Every year about this time, I come down with something I lovingly refer to as the “itch.” More accurately defined as constantly daydreaming about the sun on my face, the ocean breeze on my skin or the smell of the wet, Oregon forest all around me. The undeniable drive, need even, to be outdoors on some sort of adventure, exploring all this beautiful state has to offer me. It really starts to drive me crazy!
So I do what I can. I re-organize my fly boxes. Spend my Christmas money on new hiking boots. Watch videos on YouTube and documentaries on Netflix. Look at plane tickets to Alaska. Read fishing reports. Plot, plan and scheme. And when I run out of options, I order books online so I can at least live vicariously through someone else’s adventures.
One of the books I’ve been reading is How to Raise A Wild Child by Scott D. Sampson. Sampson talks about how kids spend very little time outdoors these days which has a negative effect on their physical and emotional well being, as well as the well being of the environment.
Unless kids spend time outside as they grow up, they make no connection to the outdoors and are far less inclined to work (or vote) to protect them.

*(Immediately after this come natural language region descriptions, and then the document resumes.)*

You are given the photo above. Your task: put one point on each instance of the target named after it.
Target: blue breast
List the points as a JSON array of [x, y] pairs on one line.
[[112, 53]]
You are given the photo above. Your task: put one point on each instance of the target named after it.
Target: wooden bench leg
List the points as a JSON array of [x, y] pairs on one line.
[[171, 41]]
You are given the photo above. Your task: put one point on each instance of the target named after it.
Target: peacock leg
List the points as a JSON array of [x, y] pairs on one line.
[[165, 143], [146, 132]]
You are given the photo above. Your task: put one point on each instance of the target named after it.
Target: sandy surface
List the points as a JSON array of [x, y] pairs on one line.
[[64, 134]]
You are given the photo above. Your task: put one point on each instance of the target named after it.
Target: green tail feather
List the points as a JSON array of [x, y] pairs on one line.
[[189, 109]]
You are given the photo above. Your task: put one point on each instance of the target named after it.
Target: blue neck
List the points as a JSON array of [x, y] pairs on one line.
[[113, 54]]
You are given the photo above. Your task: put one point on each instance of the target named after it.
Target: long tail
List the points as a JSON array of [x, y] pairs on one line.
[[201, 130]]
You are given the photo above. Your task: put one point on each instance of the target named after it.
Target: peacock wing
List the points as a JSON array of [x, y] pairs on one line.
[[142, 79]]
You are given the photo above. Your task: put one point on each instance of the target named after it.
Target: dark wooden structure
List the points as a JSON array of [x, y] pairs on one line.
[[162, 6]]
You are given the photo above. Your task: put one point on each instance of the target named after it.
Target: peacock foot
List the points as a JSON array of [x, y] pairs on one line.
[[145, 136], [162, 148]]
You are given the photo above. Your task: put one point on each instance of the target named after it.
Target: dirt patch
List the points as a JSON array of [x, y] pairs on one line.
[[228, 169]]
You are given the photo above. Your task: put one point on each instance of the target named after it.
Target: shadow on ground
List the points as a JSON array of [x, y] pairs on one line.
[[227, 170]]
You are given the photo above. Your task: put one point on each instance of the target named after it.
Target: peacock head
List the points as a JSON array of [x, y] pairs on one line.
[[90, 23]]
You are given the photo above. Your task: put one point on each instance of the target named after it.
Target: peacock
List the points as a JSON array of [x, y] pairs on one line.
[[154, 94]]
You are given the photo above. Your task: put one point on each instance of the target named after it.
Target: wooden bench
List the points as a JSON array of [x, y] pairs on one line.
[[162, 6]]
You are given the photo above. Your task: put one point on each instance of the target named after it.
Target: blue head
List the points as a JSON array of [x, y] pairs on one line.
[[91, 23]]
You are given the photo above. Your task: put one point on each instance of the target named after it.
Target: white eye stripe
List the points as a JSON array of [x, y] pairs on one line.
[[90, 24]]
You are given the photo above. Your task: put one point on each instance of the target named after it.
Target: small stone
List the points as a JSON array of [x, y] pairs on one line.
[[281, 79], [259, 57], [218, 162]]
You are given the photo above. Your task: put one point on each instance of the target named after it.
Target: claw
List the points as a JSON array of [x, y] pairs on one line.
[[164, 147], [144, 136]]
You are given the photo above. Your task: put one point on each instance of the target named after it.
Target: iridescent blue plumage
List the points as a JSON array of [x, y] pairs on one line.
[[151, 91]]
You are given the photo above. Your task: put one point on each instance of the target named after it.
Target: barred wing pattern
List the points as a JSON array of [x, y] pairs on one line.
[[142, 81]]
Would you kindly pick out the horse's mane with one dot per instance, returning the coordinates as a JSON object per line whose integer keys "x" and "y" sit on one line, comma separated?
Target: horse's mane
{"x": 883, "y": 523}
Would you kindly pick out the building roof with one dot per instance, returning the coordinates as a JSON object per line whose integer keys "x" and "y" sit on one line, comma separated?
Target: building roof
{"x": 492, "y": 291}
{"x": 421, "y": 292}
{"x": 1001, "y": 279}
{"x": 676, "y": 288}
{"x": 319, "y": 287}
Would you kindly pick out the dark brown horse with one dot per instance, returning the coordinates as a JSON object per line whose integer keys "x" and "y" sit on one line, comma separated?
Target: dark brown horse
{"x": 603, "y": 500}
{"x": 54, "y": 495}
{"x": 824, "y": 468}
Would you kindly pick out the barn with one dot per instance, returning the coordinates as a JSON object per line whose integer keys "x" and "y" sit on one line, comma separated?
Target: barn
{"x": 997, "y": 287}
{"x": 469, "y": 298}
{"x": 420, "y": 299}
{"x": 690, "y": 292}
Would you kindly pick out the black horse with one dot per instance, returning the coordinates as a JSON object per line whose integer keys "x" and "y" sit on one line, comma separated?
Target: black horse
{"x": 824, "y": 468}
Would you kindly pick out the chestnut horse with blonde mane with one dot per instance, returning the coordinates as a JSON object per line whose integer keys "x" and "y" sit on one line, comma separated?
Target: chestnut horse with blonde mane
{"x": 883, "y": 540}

The book also talks about how you can help your kids connect with nature at each stage – early childhood, middle childhood and adolescence – and gives a lot of good and practical ideas on how to do so.
I began reading the book primarily so I could find some good tips on how to best spend time outdoors with my little guy, but I was surprised how much I connected with Sampson’s stories of his own experiences outdoors as a child and what an impact it had on who he became.

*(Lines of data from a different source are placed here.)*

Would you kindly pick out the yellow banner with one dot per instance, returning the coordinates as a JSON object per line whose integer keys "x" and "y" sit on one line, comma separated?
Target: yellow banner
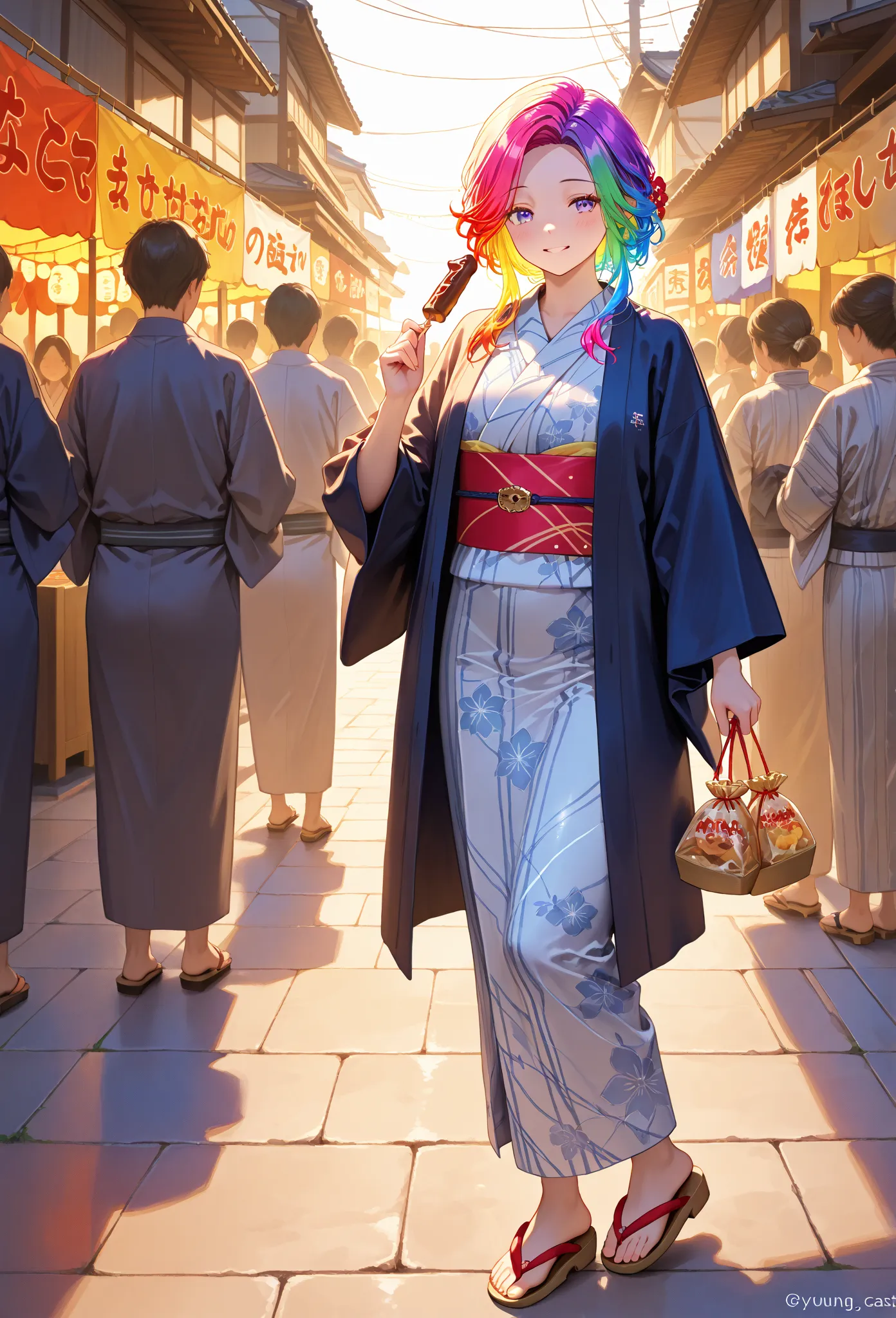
{"x": 142, "y": 180}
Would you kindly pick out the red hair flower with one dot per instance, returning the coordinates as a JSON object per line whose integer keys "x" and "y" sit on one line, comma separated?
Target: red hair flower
{"x": 659, "y": 196}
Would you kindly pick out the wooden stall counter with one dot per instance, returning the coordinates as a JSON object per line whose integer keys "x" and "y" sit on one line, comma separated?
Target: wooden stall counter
{"x": 64, "y": 725}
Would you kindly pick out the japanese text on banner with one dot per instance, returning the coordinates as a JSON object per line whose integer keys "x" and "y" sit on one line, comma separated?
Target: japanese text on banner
{"x": 275, "y": 251}
{"x": 857, "y": 193}
{"x": 757, "y": 251}
{"x": 725, "y": 273}
{"x": 796, "y": 226}
{"x": 142, "y": 180}
{"x": 677, "y": 285}
{"x": 703, "y": 275}
{"x": 48, "y": 151}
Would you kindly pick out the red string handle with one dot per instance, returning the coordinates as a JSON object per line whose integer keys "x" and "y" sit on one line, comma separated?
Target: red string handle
{"x": 734, "y": 730}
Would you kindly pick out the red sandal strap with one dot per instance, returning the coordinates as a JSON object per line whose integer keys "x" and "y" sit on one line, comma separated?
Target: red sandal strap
{"x": 662, "y": 1211}
{"x": 556, "y": 1251}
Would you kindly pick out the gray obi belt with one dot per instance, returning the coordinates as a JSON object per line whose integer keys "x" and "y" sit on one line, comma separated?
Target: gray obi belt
{"x": 200, "y": 534}
{"x": 863, "y": 539}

I grew up in Eastern Washington, in what became a pretty classic suburban neighborhood. But when we first moved there, it was largely undeveloped, mostly a forest of pine trees, small meadows and even a little pond that looked straight out of The Little Mermaid. It was magical
Whether we were making gourmet meals in our rock kitchens, doing chores in our tree “houses” my dad had marked for us with spray paint, or making pancakes and coffee in the mud, my brothers and I spent hours upon hours outdoors. TV and movies were for rainy days and even if it was freezing cold, or the ground was covered in snow, I remember begging my Mom to let us out if we promised to bundle up.
We spent most of our weekends at Priest Lake in Idaho, at the foot of the Selkirk mountains. When we weren’t in the water, we were in the sand, and if for some reason the weather wasn’t cooperating, we’d head to the backcountry to hike Lookout Mountain or explore the natural water slides created by years and years of alpine runoff.

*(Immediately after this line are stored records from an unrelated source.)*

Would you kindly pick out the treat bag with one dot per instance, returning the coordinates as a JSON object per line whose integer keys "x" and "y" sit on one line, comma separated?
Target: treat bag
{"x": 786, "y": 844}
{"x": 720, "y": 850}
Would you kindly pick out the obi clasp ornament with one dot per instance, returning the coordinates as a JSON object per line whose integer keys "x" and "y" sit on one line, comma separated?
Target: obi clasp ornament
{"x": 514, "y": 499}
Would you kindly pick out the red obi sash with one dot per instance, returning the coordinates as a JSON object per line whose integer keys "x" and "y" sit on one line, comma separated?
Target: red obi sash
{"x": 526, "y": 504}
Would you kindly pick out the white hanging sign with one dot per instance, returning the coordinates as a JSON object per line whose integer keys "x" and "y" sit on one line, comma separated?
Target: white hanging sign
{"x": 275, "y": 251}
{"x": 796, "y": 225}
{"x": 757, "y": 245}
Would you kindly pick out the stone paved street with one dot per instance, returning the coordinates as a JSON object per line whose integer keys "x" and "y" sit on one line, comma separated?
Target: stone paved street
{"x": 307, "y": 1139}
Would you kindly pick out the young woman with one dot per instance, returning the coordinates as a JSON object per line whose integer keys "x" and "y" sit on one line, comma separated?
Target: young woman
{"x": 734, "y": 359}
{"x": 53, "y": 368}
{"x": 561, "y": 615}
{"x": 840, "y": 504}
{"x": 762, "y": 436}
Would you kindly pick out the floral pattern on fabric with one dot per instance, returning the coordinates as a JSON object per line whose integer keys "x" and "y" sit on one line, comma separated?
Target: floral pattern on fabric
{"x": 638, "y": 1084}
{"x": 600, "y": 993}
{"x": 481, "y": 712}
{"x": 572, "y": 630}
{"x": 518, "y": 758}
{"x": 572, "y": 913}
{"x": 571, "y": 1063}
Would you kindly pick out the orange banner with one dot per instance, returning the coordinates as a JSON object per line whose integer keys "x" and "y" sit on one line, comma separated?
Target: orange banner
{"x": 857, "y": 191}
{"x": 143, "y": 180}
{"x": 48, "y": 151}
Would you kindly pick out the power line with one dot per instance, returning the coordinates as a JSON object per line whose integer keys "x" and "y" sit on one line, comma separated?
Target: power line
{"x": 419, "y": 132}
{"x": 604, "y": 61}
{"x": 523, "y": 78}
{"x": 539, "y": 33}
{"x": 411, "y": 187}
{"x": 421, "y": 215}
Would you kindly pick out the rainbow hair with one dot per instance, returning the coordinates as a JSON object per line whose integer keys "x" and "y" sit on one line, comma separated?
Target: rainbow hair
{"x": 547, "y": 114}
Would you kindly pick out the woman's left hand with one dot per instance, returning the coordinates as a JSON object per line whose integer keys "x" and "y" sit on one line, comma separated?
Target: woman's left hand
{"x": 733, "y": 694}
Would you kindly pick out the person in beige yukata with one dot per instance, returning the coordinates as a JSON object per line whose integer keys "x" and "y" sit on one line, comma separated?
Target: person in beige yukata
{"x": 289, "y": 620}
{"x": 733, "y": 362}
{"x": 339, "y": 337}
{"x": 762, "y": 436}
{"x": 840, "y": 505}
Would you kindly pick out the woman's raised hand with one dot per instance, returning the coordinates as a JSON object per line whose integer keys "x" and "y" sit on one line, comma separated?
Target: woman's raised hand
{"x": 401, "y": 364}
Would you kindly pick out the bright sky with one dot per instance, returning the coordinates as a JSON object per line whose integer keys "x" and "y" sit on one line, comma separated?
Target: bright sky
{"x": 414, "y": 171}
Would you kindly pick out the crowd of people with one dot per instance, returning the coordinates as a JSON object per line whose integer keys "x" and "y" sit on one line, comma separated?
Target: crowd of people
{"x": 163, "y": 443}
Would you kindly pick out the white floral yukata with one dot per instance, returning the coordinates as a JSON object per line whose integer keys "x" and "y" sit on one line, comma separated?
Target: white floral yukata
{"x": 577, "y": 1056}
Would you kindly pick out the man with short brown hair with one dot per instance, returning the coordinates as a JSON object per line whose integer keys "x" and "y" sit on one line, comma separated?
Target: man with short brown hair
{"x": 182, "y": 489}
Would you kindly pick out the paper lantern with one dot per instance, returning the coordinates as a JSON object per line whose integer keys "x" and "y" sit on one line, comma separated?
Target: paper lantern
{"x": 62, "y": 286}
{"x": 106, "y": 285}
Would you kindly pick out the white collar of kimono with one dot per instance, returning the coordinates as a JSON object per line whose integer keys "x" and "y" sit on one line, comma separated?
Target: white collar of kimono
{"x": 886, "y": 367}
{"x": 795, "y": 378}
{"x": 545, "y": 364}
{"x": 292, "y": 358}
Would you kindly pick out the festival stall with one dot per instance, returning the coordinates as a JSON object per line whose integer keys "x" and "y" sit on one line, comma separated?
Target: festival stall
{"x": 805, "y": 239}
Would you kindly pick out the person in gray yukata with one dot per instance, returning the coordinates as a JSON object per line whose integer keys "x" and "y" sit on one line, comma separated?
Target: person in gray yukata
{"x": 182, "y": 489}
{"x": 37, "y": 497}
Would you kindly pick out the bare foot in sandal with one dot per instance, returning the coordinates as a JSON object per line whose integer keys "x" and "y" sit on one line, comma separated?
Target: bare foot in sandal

At the time, I took it all for granted and even complained about being forced to do things like go on hikes. As an adult I am blown away by how lucky I was. I am so thankful to my parents for providing me with such a bounty of opportunities to fall in love with the natural world.
Though I, like so many others, fell away from spending time outside when the adolescent years arrived, it’s been such a blessing to come back to it in adulthood. I feel most at peace and most myself when I’m outside. Heading out on a hike helps me clear my head, stepping into a river with a fly rod gives me perspective, travel and adventures with family make me feel so alive.
As he continues to grow, I can’t wait to share it all with my son.
Do you find yourself dreaming of the outdoors this time of year? What adventures do you have planned!? Big or small, get outside. While you’re at it, bring along someone you love.